No. You seem like a normal, thoughtful person. Art probably is making fun of you. It’s not your fault. That’s all that’s left for art to do: make fun of good, seemingly thoughtful people. Art can sometimes be fun, I think, or maybe that’s mostly nostalgia. Is fun mostly nostalgia? Remembering when something else was fun and confusing that for current fun now? Probably.

But, listen, it can be fun to walk around in Chelsea on the nights of many openings and all those different galleries between 10th and 11th or whatever, going up the stairs, back and forth, see what cheese they’re smoking across the street. Art is supposed to be fun, I think. Art can also be kind of pretentious and annoying. And it’s possible that maybe your tastes are banal. Or maybe everyone’s tastes are predictable. If you painted a Care Bear with a piece of bacon tattooed to its stomach you could probably hang that in MOMA right now. I’m as nostalgic as the next guy, but the golden toilet is probably not as good a piece of art as the crucifix in the urine. They’re both not great, but “Piss Christ” probably wins out as the classier gesture.

The American Artist broke bad with the American Art-going Crowd a long time ago. It’s an indelicate balance, the disdain artists must feel for the viewing public while also simultaneously needing something unwinnable from them: support, money, fame, cocaine, models, love, whatever. The art museum used to be the only place in town you could go and see naked people and have it not be like a weird orgy. Nope, that’s just art. Naked people everywhere. Eating pears. Reclined in fields. Walking down stairs. Bouncing as they go. Now art projects are like dumping crickets on you while you’re on the subway. Like every art project ever is like this. Go ahead and check. It’s your dime, pal.

So, no. You are not a moron. At least not for this reason. American Art has failed you. Feel free to mutter this loudly to yourself as you wander through galleries. It will make you immune to the shade American Art is throwing your way, with its sarcastic big blue blotches or whatever they’re doing these days. Just blow your Instagram photos up until they’re 6 feet tall and that’s every photography show in the world right now.
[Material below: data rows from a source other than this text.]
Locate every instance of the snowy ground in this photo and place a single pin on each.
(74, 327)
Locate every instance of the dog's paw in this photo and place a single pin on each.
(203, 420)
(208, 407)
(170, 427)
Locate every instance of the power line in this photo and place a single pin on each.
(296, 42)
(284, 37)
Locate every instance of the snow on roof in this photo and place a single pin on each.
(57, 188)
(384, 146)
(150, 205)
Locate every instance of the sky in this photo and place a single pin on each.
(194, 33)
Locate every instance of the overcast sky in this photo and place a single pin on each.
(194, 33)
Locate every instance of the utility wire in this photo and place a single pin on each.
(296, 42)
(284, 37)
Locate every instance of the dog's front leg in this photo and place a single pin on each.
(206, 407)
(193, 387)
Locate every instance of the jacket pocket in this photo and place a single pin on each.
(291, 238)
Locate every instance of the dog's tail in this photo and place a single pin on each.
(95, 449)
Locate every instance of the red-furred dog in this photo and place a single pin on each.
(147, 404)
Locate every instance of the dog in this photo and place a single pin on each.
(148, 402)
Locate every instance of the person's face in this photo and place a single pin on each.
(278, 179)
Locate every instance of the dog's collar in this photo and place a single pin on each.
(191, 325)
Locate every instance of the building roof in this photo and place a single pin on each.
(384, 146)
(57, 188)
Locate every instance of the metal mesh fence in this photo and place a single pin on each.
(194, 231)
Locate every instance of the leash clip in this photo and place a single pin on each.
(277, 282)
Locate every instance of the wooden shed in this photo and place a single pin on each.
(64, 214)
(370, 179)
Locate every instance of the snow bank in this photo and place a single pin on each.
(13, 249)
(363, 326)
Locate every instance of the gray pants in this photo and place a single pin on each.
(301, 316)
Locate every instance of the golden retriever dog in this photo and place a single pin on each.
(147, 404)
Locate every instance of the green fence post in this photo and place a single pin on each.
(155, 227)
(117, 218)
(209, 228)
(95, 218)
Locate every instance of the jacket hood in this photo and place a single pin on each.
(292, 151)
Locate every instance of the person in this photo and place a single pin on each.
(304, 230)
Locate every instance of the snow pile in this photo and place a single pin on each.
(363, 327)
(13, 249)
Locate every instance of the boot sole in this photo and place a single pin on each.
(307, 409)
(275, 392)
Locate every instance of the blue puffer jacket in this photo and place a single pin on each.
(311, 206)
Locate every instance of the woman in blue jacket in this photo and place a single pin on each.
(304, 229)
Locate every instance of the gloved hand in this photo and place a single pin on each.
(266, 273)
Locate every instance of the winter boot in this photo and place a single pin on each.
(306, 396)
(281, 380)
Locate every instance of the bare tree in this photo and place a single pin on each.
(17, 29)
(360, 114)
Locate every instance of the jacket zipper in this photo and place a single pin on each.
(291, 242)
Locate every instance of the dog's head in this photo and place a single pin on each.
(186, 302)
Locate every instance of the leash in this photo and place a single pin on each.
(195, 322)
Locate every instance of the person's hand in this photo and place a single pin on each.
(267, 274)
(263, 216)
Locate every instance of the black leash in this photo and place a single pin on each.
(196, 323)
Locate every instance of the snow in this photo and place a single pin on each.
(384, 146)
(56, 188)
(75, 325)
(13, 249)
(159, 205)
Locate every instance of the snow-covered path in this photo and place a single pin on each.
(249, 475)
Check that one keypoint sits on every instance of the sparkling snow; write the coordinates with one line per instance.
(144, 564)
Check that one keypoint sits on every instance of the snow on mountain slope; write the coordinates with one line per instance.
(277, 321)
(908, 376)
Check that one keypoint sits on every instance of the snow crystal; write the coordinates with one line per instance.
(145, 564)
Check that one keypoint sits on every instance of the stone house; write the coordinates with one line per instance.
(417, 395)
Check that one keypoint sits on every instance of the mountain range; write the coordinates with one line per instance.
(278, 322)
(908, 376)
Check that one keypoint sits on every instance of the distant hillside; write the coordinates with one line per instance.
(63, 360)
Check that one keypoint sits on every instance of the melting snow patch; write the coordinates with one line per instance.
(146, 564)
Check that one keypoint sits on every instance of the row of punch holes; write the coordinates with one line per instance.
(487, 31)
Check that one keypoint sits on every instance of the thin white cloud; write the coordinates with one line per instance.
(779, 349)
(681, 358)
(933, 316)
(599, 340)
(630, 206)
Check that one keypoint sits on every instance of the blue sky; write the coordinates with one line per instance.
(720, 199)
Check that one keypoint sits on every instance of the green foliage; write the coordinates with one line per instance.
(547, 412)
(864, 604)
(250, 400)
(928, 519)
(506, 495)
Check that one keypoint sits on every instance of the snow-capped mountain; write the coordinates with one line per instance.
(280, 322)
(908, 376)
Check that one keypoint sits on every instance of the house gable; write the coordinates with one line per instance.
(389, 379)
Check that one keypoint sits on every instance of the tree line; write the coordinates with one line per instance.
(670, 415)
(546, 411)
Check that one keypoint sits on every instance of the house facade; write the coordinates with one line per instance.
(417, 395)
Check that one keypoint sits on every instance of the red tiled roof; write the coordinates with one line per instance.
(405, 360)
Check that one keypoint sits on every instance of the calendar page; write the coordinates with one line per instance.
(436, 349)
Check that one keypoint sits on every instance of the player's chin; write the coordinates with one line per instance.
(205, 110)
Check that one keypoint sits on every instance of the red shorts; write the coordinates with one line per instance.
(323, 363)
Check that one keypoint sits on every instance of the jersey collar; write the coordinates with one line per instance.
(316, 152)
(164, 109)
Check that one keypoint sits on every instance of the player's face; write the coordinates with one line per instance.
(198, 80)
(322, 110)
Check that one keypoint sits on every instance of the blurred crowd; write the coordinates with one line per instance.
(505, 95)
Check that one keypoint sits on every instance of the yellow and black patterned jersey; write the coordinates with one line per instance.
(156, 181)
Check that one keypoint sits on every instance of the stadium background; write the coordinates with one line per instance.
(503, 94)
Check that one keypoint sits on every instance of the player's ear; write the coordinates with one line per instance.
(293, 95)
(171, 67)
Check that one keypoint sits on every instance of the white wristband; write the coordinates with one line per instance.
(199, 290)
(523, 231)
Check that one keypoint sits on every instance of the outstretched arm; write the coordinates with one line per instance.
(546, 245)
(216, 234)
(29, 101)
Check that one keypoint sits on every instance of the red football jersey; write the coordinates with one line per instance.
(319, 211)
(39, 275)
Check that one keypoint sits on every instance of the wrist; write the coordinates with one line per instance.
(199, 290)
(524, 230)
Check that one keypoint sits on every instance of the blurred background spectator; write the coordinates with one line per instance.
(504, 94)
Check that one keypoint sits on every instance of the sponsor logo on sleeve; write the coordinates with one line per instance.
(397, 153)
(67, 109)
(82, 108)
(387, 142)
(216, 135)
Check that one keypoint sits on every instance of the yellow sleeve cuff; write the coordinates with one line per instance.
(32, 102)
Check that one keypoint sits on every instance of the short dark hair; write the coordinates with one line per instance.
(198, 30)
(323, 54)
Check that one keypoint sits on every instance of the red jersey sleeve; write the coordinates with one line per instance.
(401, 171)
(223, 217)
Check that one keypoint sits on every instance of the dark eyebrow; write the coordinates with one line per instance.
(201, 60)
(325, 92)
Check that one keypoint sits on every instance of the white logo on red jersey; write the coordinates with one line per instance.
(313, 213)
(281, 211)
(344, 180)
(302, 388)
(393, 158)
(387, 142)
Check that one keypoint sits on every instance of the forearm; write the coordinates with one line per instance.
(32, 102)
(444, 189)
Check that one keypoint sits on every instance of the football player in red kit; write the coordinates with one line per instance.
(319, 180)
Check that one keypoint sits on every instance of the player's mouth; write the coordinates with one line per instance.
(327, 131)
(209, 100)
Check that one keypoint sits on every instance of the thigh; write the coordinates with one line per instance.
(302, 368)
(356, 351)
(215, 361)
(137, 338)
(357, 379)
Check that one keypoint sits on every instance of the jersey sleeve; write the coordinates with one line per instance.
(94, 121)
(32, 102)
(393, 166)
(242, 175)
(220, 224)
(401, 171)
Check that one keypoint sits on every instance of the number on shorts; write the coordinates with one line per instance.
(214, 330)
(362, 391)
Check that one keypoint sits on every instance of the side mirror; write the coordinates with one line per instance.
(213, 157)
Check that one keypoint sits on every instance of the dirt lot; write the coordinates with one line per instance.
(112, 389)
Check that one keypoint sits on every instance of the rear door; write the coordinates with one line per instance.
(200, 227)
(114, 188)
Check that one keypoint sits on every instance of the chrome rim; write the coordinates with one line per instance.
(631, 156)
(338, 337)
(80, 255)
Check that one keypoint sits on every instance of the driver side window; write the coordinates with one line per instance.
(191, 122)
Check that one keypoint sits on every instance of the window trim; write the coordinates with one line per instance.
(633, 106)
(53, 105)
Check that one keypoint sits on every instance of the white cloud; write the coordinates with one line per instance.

Until we can once again lick the paintings in boundless solitude I say screw Art. Television is the only art these days. Feel free to mutter that wildly to yourself, too, as you march through all the different layers of nostalgia. It’s not true, but shout it at dinner parties anyway. Art’s not dead, it’s undead. The zombie apocalypse has happened! And it’s devoured you! Feel free to shout that, too. Like you’re in an art project.

Image: Dave Bleasdale

“How scared is it OK for me to be?” — Afraid Dave

It really depends on how you deal with that fear. Fear can be great. I am afraid of losing my job, therefore I show up to work at the bookstore when I am on the schedule. I am afraid of making babies during sex so I come in my pants in like 10 seconds after we start making out. Yes, that was part of my plan. I was trying to do that. And you’re welcome.

If your fear makes you like a hateful annoying person, I am not for it. If it makes you think there is an us that can be v. them, that’s just not a mechanical bull I feel like riding. Or even having momentary clothes-on sex with.

It’s OK to be scared enough for you to call your mom a little more often just because you’re afraid that you’ll be killed on the subway by a crazy person with crickets who is really just doing an art project. Or frightened enough that you’re nicer to people.

I fall asleep every night and am surprised when I wake up the very next day. Still as me, in this same body. Does this happen to you? You’re like you for your whole damned life! It’s a very strange sensation and I don’t recommend it. I prefer to think that everyone else in the world is actually just playing a role, hopefully a different one every day. One day you get to be Bono, the next my bus driver. And that somehow it all centers around me in some important way. I don’t know why everything centers around me. My experiences are pretty boring. They mostly revolve around hot dogs.

So, fine. Be frightened. Everyone is frightened. We are all just pretending not to be frightened. Just don’t start a cult. That’s just a whole lot of responsibility you don’t want. Take it from me, The Great Zulgoth from the Planet Erwok. Let my tentacles of wisdom be your guide.

Jim Behrle lives in Jersey City, NJ and works in a bookstore and is no longer the leader of a cult.